JSON (JavaScript Object Notation) is the standard text format for exchanging data, and the JSON object is the built-in tool for converting to and from it. Like Math, it's a static namespace, not a constructor — you just call its two methods.

JSON.stringify() serializes a value out to a JSON string, for sending in a fetch() request body or saving in localStorage (which stores only strings).

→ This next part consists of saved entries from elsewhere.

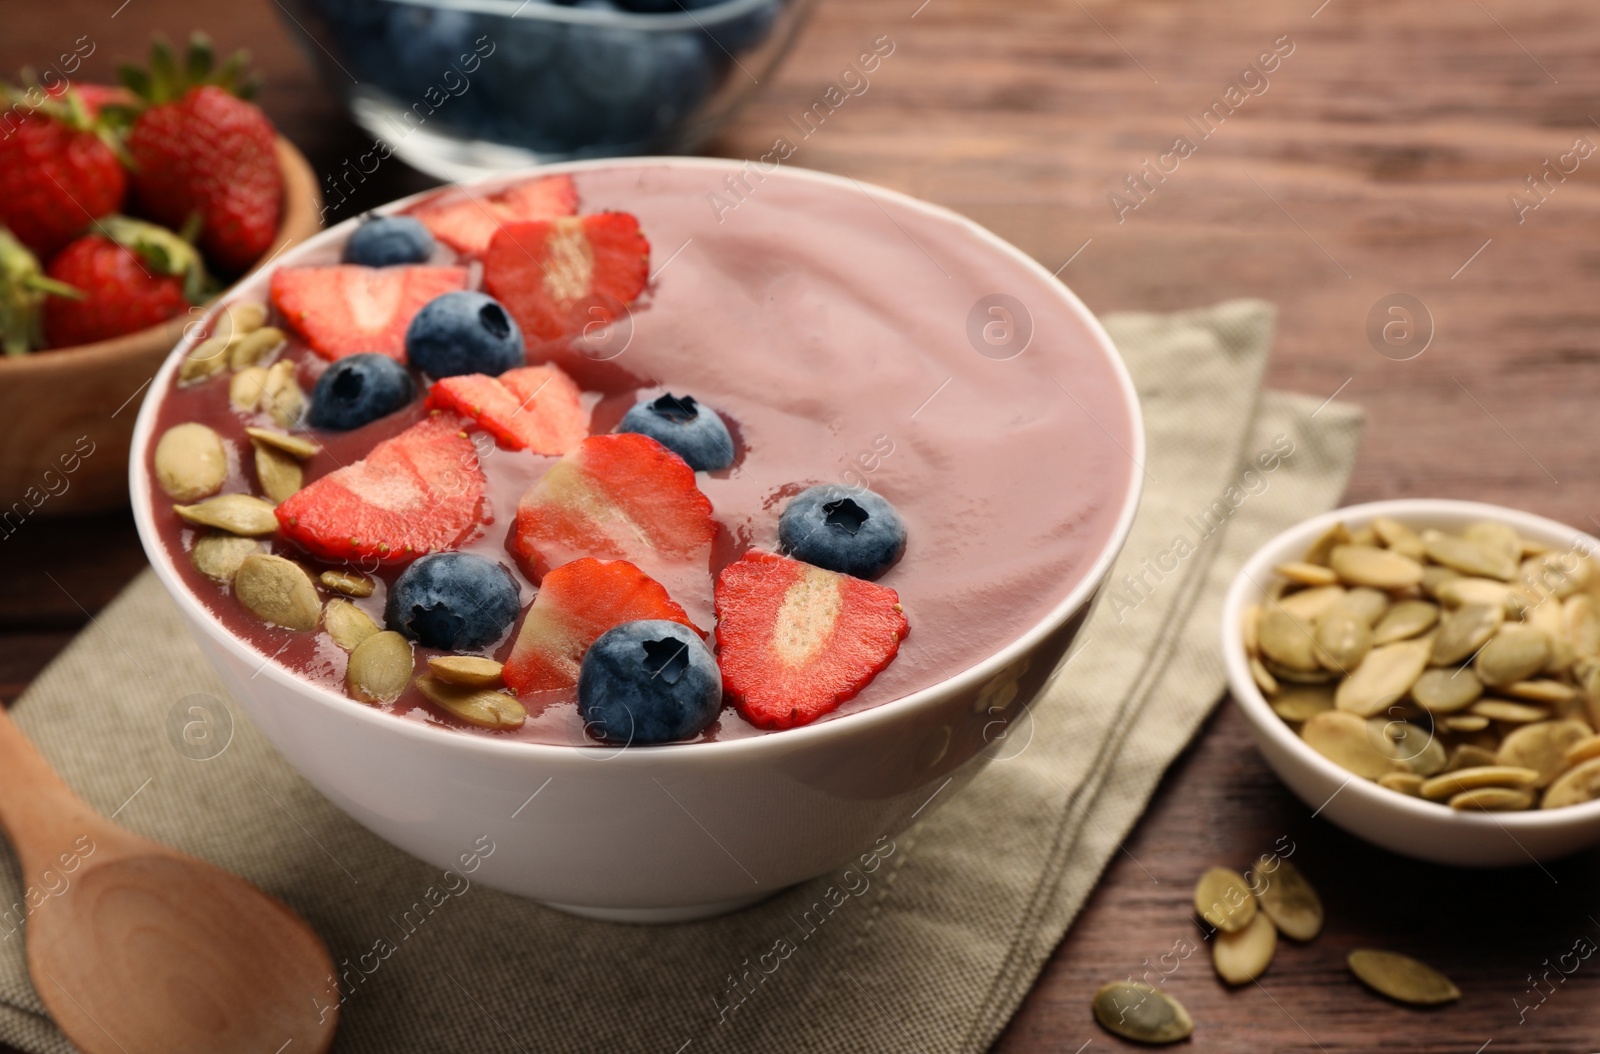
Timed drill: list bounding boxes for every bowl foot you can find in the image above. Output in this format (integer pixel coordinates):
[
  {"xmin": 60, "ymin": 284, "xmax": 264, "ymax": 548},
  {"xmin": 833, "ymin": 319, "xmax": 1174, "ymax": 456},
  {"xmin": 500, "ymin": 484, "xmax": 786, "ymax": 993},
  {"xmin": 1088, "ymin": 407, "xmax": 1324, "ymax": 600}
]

Pass a third argument to pretty-print: JSON.stringify(obj, null, 2). JSON.parse() reads a JSON string back in to a usable object. Together they round-trip data through any text channel.

Two things to keep in mind. JSON.parse() throws a SyntaxError on invalid JSON, so wrap it in try...catch. And JSON can only represent a subset of JavaScript: undefined, functions and symbols are dropped by stringify(), and dates become strings (you get them back as strings, not Date objects). JSON keys and string values must use double quotes — single quotes are invalid JSON.

Syntax

const json = JSON.stringify(value);       // value -> string
const value = JSON.parse(json);           // string -> value

JSON.stringify({ a: 1 });                 // '{"a":1}'
JSON.stringify(obj, null, 2);             // pretty-printed
JSON.parse('{"a":1}');                    // { a: 1 }

Example

Live example
<pre id="out" style="font:14px ui-monospace,monospace"></pre>
<script>
  const data = { user: 'Ada', roles: ['admin', 'editor'] };

  const text = JSON.stringify(data);        // out to a string
  const back = JSON.parse(text);            // back to an object

  document.getElementById('out').textContent =
    'string: ' + text + '\n' +
    'roles:  ' + back.roles.join(', ');
</script>

Best practices

  • Wrap JSON.parse() in try...catch — invalid JSON throws.
  • Pretty-print for humans with JSON.stringify(value, null, 2).
  • Remember undefined, functions and dates don't survive a JSON round-trip intact.
  • Use double quotes in JSON — single quotes and trailing commas are invalid.

Frequently asked questions

What is the JSON object in JavaScript?
A built-in namespace with stringify() and parse() for converting between JavaScript values and JSON text.
How do I convert an object to a JSON string?
Use JSON.stringify(obj). Add null, 2 as extra arguments to pretty-print.
How do I parse a JSON string?
Use JSON.parse(text), and wrap it in try...catch in case the text is invalid.
Why did my dates turn into strings?
JSON has no date type, so stringify() converts dates to ISO strings. Convert them back to Date objects yourself after parsing.